Di tengah jalan yang menanjak aku menghentikan langkah, karena di depan sudah berdiri orang yang dikawal oleh kedua anjing yang sudah terlatih untuk berburu.
"Mau ke mana Sukarmin?" tanya orang itu yang bernama Kang Jaya dengan melempar senyum.
"Mau main saja Kang, mau ke hutan. di rumah sudah tidak memiliki kayu bakar," jawabku sambil melanjutkan langkah kembali mendekat ke arah orang yang mencegat.
"Daripada kamu mencari kayu bakar mendingan kita berburu. Kemarin Akang menemukan Kijang yang sudah kelelahan, namun keburu waktu gelap sehingga perburuan pun tertunda."
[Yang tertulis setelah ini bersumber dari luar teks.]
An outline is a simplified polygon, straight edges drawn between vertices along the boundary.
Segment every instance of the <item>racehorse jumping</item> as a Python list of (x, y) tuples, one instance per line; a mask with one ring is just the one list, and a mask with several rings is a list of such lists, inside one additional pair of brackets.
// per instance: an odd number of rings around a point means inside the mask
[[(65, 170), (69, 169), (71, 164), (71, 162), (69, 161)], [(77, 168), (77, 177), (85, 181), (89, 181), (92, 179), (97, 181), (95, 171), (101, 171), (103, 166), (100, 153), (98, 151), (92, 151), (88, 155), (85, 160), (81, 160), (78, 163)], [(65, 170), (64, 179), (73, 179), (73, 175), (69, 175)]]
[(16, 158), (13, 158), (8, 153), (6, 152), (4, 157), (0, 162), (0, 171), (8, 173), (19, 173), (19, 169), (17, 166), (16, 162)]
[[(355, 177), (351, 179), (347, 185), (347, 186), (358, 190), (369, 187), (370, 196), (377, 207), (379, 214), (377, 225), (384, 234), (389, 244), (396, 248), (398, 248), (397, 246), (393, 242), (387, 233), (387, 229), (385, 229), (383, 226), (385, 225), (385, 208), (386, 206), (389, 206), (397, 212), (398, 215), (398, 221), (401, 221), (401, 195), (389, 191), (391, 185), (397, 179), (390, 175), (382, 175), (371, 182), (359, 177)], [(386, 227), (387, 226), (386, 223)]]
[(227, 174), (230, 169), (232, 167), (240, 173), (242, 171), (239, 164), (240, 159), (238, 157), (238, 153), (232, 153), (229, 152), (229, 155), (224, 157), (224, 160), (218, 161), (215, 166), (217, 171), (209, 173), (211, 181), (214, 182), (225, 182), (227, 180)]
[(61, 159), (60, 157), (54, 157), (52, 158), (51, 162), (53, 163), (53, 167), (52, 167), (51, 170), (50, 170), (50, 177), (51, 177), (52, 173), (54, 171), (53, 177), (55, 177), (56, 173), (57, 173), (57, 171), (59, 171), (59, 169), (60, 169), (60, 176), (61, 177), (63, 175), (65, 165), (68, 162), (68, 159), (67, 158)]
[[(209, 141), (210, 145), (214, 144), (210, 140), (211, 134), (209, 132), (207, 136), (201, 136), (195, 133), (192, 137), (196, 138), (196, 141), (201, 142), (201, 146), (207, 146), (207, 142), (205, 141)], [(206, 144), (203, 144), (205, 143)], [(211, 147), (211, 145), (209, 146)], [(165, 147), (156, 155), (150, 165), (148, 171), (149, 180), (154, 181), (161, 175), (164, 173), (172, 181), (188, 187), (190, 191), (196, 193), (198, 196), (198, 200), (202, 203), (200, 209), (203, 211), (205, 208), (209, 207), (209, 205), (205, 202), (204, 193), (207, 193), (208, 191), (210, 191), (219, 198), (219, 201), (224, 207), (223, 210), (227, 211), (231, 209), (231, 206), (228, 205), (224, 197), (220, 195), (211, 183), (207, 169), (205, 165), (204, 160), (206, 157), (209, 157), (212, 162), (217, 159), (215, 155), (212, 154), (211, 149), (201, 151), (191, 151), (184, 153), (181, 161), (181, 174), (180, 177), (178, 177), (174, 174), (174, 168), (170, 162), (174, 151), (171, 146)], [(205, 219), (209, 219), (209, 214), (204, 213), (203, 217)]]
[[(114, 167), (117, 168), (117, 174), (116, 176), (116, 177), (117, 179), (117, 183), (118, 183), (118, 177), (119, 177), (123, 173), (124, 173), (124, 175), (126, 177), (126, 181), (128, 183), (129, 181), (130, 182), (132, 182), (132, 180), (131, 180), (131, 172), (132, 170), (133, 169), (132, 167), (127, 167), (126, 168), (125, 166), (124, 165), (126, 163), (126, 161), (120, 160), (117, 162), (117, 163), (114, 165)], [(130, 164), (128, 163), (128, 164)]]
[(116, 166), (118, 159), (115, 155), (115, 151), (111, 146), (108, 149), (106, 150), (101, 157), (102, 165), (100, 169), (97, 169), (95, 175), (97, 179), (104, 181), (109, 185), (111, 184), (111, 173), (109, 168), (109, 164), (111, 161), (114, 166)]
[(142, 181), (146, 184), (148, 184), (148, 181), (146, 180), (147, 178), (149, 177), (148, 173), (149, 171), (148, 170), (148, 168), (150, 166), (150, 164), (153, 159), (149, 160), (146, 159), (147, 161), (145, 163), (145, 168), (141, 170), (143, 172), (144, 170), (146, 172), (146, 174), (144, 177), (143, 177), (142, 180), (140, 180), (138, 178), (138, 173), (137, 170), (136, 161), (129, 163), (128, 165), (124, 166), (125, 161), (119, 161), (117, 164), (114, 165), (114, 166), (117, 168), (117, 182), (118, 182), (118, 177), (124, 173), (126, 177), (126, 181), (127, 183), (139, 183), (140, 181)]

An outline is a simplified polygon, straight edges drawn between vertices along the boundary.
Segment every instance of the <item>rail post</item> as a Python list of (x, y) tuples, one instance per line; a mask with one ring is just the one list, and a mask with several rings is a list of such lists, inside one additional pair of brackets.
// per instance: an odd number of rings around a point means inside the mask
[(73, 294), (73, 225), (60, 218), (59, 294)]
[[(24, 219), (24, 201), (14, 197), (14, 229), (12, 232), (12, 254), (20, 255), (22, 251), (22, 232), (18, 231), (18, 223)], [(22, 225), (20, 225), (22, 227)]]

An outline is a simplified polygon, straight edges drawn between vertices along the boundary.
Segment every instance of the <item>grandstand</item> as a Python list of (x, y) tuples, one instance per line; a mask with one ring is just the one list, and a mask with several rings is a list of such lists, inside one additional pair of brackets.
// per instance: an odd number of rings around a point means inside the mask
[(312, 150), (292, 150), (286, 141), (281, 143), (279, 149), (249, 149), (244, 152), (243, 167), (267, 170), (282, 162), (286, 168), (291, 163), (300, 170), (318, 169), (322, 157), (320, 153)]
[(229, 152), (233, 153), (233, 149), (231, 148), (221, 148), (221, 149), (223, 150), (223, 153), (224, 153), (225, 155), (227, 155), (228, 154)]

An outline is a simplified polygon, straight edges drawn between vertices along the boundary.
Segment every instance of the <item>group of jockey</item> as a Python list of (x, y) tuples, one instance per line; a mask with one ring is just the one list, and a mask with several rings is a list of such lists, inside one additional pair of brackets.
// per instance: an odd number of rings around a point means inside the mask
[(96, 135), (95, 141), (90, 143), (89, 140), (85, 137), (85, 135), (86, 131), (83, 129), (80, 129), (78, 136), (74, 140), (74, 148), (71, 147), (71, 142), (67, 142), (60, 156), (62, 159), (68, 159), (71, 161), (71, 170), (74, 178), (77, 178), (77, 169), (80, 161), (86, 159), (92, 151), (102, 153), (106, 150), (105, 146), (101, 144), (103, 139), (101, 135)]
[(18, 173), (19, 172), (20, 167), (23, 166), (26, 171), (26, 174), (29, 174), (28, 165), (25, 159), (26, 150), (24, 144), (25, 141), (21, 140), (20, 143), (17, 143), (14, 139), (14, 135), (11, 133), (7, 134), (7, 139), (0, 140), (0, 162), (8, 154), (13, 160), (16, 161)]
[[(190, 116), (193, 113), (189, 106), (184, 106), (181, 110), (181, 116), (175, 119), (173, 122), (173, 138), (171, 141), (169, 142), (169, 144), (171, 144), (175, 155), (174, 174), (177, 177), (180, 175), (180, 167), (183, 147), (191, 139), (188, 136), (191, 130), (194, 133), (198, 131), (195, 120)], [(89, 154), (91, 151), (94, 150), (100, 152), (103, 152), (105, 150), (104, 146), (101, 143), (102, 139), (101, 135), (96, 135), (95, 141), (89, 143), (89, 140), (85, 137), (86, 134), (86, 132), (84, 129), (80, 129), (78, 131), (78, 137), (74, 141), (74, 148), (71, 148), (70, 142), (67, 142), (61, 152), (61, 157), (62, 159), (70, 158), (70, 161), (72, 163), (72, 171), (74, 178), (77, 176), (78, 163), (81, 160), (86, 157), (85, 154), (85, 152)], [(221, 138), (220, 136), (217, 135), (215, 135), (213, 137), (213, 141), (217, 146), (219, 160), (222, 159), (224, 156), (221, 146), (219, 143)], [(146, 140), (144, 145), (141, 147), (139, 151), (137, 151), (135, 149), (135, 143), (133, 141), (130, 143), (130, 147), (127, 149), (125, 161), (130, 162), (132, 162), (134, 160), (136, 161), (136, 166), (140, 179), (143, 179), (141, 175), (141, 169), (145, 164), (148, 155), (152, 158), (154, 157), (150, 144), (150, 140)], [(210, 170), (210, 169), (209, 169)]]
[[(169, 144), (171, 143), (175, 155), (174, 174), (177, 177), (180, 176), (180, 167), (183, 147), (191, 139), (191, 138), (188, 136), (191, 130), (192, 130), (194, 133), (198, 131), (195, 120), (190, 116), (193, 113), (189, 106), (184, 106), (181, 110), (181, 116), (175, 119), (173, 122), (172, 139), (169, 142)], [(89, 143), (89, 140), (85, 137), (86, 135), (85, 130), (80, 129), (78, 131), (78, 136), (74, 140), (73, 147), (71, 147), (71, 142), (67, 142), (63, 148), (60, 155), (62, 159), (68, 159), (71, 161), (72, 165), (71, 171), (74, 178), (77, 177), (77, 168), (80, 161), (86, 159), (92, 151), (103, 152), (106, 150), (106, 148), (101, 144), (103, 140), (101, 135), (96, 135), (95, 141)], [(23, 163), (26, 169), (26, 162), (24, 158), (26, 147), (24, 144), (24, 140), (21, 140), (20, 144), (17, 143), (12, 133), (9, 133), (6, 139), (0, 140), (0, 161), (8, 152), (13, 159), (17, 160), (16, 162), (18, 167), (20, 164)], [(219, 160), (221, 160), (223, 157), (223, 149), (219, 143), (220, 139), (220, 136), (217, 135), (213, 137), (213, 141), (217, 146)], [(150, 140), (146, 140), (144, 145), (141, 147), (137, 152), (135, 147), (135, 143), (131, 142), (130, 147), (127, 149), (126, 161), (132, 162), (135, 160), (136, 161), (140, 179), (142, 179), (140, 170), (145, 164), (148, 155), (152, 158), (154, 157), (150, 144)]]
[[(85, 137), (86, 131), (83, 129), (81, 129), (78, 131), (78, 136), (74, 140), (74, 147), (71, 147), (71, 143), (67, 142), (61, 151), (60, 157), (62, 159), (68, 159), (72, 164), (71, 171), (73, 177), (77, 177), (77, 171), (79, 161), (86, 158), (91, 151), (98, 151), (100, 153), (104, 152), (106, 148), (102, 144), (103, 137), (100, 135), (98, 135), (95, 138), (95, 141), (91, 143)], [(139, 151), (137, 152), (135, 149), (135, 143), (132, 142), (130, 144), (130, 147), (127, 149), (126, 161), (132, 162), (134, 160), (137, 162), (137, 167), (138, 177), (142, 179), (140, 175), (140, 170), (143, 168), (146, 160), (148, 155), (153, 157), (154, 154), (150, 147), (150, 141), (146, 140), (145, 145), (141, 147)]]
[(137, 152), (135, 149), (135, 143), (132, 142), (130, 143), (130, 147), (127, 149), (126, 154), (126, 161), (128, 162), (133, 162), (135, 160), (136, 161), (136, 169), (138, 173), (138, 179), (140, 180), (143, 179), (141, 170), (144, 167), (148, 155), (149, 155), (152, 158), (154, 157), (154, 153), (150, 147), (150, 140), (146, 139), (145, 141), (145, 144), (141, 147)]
"Aku lagi males Kang, ingin beristirahat dulu dari masalah perburuan. namun bagaimana nanti saja kalau aku sudah mendapatkan kayu bakar." Jawabku yang tidak terlalu tertarik berburu masih ada pikiran yang mengganjal di benak.
"Kalau begitu tidak jelas karena kalau pekerjaan yang tidak didasari dengan keinginan maka tidak akan benar. mendingan kamu sekarang pilih salah satu, Mau berburu atau mencari kayu bakar. jangan setengah hati ketika melakukan pekerjaan!" tanggap Jaya meminta kepastian.
"Emangnya di mana ada Kijang?" Tanyaku tidak terlalu antusias.
"Perburuan kemarin tertunda di lembah aracaya Maya karena Suasana Hari sudah mulai gelap. kalau masih ada waktu mungkin satu kejaran lagi Kijang itu bisa didapat, keadaannya sudah sangat lemah dan lemas." Jawabnya menjelaskan.
"Kenapa sudah sangat lemah dan lemas tidak bisa ditangkap, dan apa Iya tidak akan kabur?"
"Lah kenapa kamu bertanya seperti itu kayak bukan pemburu yang sudah sangat handal. Kijang kalau sudah lemas tidak akan pergi jauh kalau sudah tidak ada yang mengejar mereka akan beristirahat, mungkin kakinya terasa pegal setelah berlari cukup jauh. jadi Sudah bisa dipastikan tidak akan berlari jauh dari Lembah. Sayang kalau tidak disusul takut direbut oleh pemburu lain."
Mendengar penjelasan Jaya aku pun berpikir membayangkan Bagaimana kalau aku bisa mendapatkan Kijang atau rusa. aku pasti memiliki lauk makan yang begitu luar biasa, apalagi daging itu bisa dijual dan harganya lumayan mahal bisa dijadikan tambahan untuk mencukupi kebutuhan sehari-hari.
"Bagaimana sukarmin?" tanya Jaya setelah tidak mendapat tanggapan.
"Ya sudah kalau begitu ayo kita berburu, mudah-mudahan aja ada rezeki kita." jawabku yang mulai tertarik dengan penghasilannya, masalah mencari kayu bakar bisa dikerjakan nanti ketika pulang.
"Nah begitulah kalau pemburu yang handal, tiidak boleh Setengah Hati." jawab Jaya yang terlihat mengulum senyum, mungkin merasa senang ada orang yang menemaninya.
Akhirnya kita berdua pun melanjutkan perjalanan diikuti oleh dua ekor anjing yang sudah sangat Terlatih untuk berburu, ditemani obrolan obrolan ringan terutama membahas kejadian tadi malam yang dialami oleh si Dudung.